Failure of radical retropubic prostatectomy to cure peripheral zone prostate cancer is highly predictable based on 6 morphological variables from the prostatectomy specimen and serum PSA. The level of serum PSA profoundly limits biochemical cure rates in peripheral zone cancers. Transition zone cancers have a high cure rate, despite high serum PSA and adverse morphological variables. Men with serum PSA greater than 15 and perhaps even greater than 10 ng./ml. have such a low cure rate for peripheral zone cancer that re-biopsy attempts appear indicated to prove a transition zone location or else therapy other than radical retropubic prostatectomy should be sought. Pathologists should indicate whether the primary (largest) cancer is in the peripheral or transition zone to prevent overoptimistic reports of cure with radical prostatectomy procedures, as 85% of all tumors are in the peripheral zone.

摘要

目的

我们要确定对于外周带癌男性患者,术前血清前列腺特异性抗原(PSA)结合耻骨后根治性前列腺切除术标本的6个形态学变量能否准确预测生化前列腺特异性抗原(PSA)失败情况。术前血清PSA对生化失败造成的意外限制促使我们比较外周带癌与移行带癌。

材料与方法

对326例仅接受耻骨后根治性前列腺切除术治疗的外周带癌和46例移行带癌患者进行了至少3年的随访(平均和中位数超过5年)。
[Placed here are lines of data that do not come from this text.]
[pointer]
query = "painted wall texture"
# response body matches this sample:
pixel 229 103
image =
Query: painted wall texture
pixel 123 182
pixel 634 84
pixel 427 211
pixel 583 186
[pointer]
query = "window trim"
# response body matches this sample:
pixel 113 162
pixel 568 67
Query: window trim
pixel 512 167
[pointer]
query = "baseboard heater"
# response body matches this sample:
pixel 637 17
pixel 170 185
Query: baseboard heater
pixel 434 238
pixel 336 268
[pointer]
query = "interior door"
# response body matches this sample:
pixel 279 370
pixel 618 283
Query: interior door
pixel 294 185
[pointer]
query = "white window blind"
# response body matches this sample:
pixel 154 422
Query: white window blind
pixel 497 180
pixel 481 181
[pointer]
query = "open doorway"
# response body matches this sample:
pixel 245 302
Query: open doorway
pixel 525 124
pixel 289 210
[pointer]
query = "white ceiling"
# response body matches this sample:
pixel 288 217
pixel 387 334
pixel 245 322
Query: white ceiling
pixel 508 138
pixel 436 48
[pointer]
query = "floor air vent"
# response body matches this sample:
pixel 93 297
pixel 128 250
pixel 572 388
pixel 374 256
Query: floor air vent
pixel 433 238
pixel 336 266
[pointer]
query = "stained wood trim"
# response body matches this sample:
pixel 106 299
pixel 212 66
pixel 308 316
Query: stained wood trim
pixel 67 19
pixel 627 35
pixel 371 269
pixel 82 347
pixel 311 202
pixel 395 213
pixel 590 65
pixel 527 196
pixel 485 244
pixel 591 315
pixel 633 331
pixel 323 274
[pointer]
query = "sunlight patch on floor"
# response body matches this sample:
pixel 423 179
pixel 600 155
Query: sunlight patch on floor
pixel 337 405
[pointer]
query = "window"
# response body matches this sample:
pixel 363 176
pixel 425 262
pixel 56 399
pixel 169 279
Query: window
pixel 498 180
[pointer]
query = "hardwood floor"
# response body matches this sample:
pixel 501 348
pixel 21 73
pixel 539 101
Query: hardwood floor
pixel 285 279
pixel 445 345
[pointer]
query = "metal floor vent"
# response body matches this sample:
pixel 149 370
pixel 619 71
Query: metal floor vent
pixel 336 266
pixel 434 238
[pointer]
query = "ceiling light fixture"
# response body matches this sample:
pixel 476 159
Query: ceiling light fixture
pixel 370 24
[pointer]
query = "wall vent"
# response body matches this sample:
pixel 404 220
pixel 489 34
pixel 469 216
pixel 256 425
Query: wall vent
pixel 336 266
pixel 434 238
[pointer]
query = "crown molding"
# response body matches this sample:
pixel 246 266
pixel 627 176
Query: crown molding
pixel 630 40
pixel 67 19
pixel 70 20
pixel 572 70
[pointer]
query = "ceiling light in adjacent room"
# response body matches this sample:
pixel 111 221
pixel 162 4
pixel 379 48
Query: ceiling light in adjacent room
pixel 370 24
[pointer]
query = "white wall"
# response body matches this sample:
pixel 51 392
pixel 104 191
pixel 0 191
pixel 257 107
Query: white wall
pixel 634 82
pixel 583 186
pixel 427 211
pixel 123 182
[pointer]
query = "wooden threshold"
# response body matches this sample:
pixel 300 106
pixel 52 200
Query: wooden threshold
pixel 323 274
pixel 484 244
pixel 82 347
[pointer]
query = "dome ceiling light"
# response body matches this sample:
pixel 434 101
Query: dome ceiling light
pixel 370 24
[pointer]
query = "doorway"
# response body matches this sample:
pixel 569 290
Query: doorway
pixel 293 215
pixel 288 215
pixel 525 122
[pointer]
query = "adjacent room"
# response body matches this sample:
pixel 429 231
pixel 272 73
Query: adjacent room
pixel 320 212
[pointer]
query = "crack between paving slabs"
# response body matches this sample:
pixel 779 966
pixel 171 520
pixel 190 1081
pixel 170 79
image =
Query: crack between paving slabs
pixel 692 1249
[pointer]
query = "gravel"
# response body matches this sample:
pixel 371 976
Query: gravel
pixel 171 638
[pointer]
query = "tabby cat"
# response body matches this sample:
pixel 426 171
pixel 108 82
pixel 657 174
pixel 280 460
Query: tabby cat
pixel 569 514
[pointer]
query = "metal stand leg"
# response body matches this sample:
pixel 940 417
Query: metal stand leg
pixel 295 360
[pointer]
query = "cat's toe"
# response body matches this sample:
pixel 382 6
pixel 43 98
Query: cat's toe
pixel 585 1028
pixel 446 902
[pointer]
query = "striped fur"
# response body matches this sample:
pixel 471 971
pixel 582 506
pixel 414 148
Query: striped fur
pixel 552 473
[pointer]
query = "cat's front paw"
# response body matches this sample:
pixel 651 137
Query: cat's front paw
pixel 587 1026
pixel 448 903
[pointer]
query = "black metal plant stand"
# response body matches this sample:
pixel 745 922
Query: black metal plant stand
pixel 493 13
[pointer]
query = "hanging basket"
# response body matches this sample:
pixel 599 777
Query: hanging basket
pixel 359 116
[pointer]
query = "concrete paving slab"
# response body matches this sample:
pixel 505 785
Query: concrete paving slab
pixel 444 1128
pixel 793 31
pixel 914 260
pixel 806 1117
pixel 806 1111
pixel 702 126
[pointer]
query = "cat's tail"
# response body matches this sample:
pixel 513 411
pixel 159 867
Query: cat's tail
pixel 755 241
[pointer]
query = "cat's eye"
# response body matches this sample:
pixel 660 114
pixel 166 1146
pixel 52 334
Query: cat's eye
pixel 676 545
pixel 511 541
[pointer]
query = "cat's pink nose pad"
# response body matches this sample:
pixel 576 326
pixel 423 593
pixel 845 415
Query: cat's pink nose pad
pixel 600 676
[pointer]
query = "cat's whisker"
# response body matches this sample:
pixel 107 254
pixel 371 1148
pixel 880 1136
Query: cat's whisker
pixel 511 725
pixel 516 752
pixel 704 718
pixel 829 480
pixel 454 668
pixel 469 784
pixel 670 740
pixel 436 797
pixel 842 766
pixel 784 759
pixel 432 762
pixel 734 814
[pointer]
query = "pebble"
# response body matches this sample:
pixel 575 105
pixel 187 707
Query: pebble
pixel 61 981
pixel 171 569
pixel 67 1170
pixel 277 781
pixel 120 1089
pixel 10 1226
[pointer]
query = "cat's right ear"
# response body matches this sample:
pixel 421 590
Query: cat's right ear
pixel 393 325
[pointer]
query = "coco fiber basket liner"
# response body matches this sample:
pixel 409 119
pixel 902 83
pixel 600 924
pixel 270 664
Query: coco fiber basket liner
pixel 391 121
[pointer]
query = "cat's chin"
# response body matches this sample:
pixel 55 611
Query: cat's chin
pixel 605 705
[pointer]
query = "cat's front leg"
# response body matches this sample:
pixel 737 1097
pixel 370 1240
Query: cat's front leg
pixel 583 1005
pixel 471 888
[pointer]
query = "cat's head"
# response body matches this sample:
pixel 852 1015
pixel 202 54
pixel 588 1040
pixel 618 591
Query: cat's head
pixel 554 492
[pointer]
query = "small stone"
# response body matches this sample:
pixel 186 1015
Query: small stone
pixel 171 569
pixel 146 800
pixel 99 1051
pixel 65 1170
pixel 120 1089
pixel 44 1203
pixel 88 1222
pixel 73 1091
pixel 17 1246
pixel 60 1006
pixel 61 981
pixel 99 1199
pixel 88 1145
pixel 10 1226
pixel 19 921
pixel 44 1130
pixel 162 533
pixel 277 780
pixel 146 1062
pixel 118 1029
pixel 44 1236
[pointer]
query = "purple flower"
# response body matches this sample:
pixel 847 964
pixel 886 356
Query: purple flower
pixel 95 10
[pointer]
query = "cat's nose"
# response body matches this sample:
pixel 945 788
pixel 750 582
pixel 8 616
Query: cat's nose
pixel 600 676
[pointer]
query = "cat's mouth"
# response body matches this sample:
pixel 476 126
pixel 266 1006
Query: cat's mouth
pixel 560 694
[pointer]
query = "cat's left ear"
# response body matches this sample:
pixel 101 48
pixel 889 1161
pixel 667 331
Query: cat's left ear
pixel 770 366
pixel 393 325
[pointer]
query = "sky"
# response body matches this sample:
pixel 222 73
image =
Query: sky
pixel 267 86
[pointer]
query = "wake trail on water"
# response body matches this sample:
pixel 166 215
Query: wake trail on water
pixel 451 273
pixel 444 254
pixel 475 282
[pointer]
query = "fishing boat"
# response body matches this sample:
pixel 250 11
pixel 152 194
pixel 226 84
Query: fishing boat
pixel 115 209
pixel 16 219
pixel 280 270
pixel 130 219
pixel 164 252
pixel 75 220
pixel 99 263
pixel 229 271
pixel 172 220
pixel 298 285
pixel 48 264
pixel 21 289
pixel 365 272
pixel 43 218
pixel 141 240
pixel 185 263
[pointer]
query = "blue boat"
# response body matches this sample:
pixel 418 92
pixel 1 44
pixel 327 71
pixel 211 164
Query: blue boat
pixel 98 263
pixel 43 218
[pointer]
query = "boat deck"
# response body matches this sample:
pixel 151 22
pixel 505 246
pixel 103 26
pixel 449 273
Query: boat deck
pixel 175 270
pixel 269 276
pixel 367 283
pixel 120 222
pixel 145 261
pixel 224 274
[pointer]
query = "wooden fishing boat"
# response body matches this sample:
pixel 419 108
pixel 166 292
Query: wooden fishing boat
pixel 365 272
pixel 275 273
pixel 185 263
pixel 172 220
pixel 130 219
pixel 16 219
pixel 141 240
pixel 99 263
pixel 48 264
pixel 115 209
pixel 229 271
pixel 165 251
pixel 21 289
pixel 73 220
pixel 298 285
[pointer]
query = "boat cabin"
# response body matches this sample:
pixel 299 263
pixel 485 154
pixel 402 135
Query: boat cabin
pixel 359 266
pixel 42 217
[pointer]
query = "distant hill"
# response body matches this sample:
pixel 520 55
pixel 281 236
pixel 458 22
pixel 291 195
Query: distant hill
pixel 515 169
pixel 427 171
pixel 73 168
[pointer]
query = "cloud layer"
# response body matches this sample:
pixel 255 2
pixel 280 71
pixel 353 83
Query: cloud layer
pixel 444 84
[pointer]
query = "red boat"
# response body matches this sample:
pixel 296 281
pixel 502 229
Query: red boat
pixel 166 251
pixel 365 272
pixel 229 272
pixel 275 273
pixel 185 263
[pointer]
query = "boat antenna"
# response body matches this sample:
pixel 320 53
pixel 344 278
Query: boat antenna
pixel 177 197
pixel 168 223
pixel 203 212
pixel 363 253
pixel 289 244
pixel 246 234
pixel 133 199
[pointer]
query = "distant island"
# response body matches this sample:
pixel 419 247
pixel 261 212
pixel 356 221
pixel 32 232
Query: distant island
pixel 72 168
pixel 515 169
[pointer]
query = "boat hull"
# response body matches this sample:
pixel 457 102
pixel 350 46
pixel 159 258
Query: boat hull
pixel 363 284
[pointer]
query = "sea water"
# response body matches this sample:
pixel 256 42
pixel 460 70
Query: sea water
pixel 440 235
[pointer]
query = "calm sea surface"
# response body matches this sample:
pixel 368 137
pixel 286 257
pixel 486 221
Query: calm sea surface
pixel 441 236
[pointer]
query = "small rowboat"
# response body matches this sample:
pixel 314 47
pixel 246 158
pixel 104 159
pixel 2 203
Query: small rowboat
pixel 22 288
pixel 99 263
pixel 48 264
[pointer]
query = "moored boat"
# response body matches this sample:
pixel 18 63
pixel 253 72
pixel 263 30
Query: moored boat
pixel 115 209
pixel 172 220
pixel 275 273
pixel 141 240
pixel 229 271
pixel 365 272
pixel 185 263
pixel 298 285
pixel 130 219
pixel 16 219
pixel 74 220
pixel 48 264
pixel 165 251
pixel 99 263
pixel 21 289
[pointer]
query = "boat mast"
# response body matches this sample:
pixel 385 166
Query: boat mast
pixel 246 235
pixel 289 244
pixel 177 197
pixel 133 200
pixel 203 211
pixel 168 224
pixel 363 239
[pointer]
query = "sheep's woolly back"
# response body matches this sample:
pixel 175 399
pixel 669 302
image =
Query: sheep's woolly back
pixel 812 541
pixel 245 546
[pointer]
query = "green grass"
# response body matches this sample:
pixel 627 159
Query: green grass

所有前列腺均以3毫米间隔切片,采用斯坦福技术对形态学变量进行定量分析。生化失败定义为血清PSA为0.07纳克/毫升或更高且呈上升趋势。采用多变量逻辑回归来确定对生化失败影响最独立的变量,并推导一个临床方程以预测外周带癌的失败情况。通过样本外验证和交叉验证技术评估预测方程的有效性。采用学生t检验和威尔科克森检验对46例移行带癌与326例外周带癌进行比较。

结果

在外周带癌失败病例中,60%发生在耻骨后根治性前列腺切除术后的第一年,95%在第4年末发生。在181例生化无疾病的男性中,术前血清PSA最高为23纳克/毫升。在57例PSA大于15纳克/毫升的男性中,只有15.8%生化无疾病。对于48例移行带癌,治愈率与血清PSA无关,其中6例男性PSA大于50纳克/毫升。移行带癌中80%生化无疾病,而外周带癌中这一比例为56%(p = 0.0009)。预测外周带癌生化无疾病状态的最重要变量是Gleason 4/5级百分比、癌体积、血清PSA和前列腺重量。血管侵犯灶、导管内癌和淋巴结是不太重要的变量,而包膜穿透、手术切缘阳性和精囊侵犯则无意义。预测外周带癌失败的多变量逻辑方程非常准确,使用简单计算器只需2至3分钟。

结论

基于前列腺切除标本的6个形态学变量和血清PSA,耻骨后根治性前列腺切除术治疗外周带前列腺癌失败情况具有高度可预测性。血清PSA水平对外周带癌的生化治愈率有很大限制。移行带癌治愈率高,尽管血清PSA高且形态学变量不利。血清PSA大于15纳克/毫升甚至可能大于10纳克/毫升的男性,外周带癌治愈率很低,似乎有必要再次活检以证实为移行带癌,否则应寻求除耻骨后根治性前列腺切除术之外的其他治疗方法。病理学家应指出原发性(最大)癌是在外周带还是移行带,以防止对根治性前列腺切除术治愈情况过度乐观的报告,因为所有肿瘤的85%位于外周带。